Still haunted by the cycle of the moon
racing full sail
past the crouched whale’s back of Morne Coco Mountain,
I gasp at her sane brightness.

It’s early December,
the breeze freshens the skin of this earth
the goose-skin of water,
and I notice the blue plunge

of shadows down Morne Coco Mountain,
Dicember’s sundial,
happy that the earth is still changing,
that the full moon can blind me

with her forehead
this bright foreday morning,
and that fine sprigs of white are springing
from my beard.

(da Sea Grapes – 1976)

LA LUNA MATTUTINA

Ancora stregato dal ciclo della luna
che corre a vele spiegate
oltre il dorso di balena acquattata, Morne Coco Mountain,
guardo attonito al suo sano chiarore.

È l’inizio di Dicembre,
la brezza rinfresca la pelle a questa terra,
la pelle d’oca dell’acqua,
e io osservo il tuffarsi azzurro
di ombre giù dal Morne Coco Mountain,
la meridiana di Dicembre,
felice che la terra cambi ancora,
che la luna piena possa accecarmi
con la sua fronte
in questo chiaro primo mattino,
e che sottili ramoscelli bianchi spuntino
dalla mia barba.

*

because memory is less
than the place which it cherishes, frames itself from nowhere
except to say that even with the shit and the stress
of what we do to each other, the running stream’s bliss
contradicts the self-importance of despair
by these glittering simplicities, water, leaves, and air,
that elate dissolution which goes beyond happiness.

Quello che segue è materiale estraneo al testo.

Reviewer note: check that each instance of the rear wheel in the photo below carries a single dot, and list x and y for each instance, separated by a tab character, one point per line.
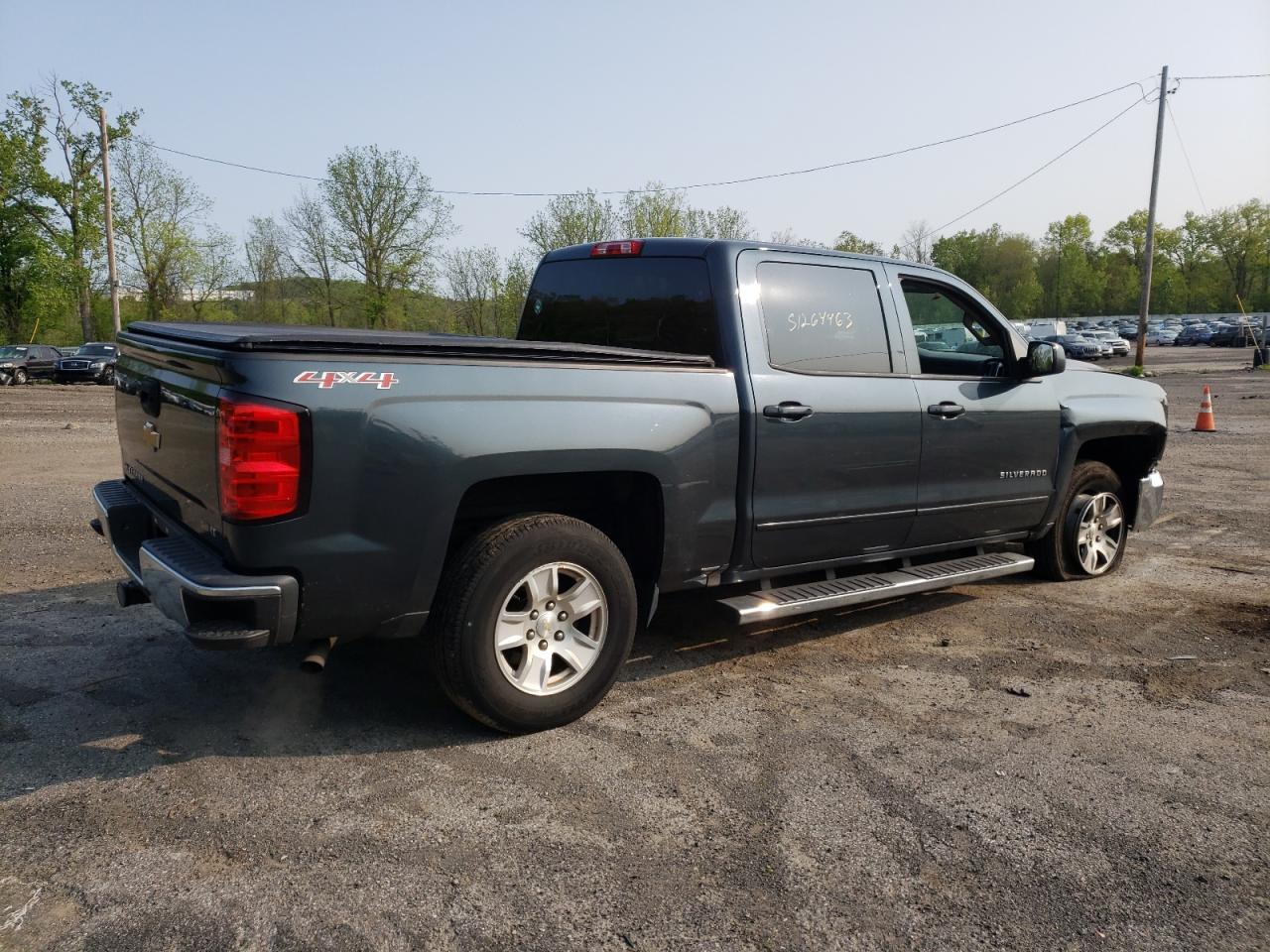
534	624
1088	538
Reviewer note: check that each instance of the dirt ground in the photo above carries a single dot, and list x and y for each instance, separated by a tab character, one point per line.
855	779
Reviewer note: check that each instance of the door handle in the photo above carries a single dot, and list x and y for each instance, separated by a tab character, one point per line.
786	411
947	409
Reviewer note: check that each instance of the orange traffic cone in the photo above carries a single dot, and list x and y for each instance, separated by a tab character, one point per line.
1206	422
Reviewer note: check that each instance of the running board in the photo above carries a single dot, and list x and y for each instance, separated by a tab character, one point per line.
858	589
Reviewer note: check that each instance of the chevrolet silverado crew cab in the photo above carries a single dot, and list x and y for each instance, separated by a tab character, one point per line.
674	414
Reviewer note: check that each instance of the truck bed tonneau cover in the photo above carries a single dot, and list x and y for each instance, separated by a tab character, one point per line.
307	339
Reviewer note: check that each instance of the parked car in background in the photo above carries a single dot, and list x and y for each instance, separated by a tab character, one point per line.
91	362
1234	335
22	363
1042	330
1118	345
1075	347
1193	334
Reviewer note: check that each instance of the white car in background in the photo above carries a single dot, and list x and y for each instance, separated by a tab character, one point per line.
1119	345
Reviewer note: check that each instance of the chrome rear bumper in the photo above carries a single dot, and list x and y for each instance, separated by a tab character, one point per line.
189	581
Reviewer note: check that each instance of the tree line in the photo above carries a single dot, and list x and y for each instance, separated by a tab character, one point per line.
367	245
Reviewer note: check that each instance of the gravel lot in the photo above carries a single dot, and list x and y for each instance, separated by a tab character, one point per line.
853	779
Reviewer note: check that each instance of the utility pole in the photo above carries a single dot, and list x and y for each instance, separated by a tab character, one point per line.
109	225
1150	253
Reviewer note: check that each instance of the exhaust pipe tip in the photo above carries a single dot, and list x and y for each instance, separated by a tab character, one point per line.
128	593
318	654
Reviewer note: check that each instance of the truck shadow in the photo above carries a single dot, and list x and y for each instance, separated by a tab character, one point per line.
93	690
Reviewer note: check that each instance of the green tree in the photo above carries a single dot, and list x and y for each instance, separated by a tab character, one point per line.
849	241
719	223
578	218
268	267
64	116
1072	284
1239	238
159	211
1001	266
209	267
654	212
477	281
312	246
27	263
388	222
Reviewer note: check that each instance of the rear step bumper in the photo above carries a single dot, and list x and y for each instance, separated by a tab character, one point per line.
190	583
858	589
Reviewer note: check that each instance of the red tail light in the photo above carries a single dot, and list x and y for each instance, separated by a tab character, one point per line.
616	249
258	453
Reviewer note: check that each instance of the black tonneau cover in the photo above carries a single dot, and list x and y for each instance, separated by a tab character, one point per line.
281	338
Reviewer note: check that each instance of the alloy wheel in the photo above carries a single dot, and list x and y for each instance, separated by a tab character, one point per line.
550	629
1100	534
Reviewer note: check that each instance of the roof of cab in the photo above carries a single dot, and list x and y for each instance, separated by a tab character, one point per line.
697	248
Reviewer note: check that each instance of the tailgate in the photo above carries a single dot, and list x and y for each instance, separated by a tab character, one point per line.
166	412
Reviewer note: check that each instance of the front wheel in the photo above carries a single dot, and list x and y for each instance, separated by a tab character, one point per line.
536	619
1088	538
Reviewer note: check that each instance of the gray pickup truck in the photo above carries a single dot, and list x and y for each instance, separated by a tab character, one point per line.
803	429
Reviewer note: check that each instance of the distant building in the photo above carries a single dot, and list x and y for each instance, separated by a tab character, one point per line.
218	295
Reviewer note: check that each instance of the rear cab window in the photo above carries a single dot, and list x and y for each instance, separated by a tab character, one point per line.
647	303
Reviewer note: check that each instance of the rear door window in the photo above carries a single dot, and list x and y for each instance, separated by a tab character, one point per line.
648	303
824	318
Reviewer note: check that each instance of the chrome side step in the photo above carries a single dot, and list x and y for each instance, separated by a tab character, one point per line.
858	589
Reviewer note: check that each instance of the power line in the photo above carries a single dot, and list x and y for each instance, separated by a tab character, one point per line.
1233	75
1040	169
238	166
1185	155
698	184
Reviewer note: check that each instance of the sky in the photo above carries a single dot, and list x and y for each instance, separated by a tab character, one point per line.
557	96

(da Parang – The Bounty 1997)

– Perché la memoria è meno del posto che vagheggia,
da nessun luogo deriva la sua forma
se non per dire che perfino con la merda e l’affanno
di quel che ci facciamo a vicenda con la beatitudine della corrente
contraddice la prosopopea della disperazione
con alcune scintillanti semplici cose, acqua, foglie, e aria,
che eccitano dissoluzione pronta ad andare oltre la felicità. –

*

This page is a cloud between whose fraying edges
a headland with mountains appears brokenly
then is hidden again until what emerges
from the now cloudless blue is the grooved sea
and the whole self-naming island, its ochre verges,
its shadow-plunged valleys and a coiled road
threading the fishing villages, the white, silent surges
of combers along the coast, where a line of gulls has arrowed
into the widening harbour of a town with no noise,
its streets growing closer like print you can read,
two cruise ships, schooners, a tug, ancestral canoes,
as a cloud slowly covers the page and it goes
white again and the book comes to a close.

(da White Egrets, 2010)

Questa pagina è una nuvola tra i cui bordi
sfilacciati appare a tratti un promontorio
di montagne che poi si nasconde ancora,
finché quello che affiora dall’azzurro adesso terso
è il mare solcato e, intera, l’isola che si chiama da sé, gli orli ocra,
le valli sprofondate nell’ombra e una spirale di strada
che unisce i villaggi dei pescatori, i bianchi e silenziosi flutti
dei frangenti lungo la costa, dove una linea di gabbiani sfreccia
verso il porto sempre più grande di una città senza rumore,
le sue strade diventano più vicine come lettere leggibili,
due navi da crociera, golette, un rimorchiatore, canoe ancestrali,
mentre una nuvola lenta copre la pagina che ritorna
bianca e il libro finisce.

(Traduzione di Barbara Bianchi)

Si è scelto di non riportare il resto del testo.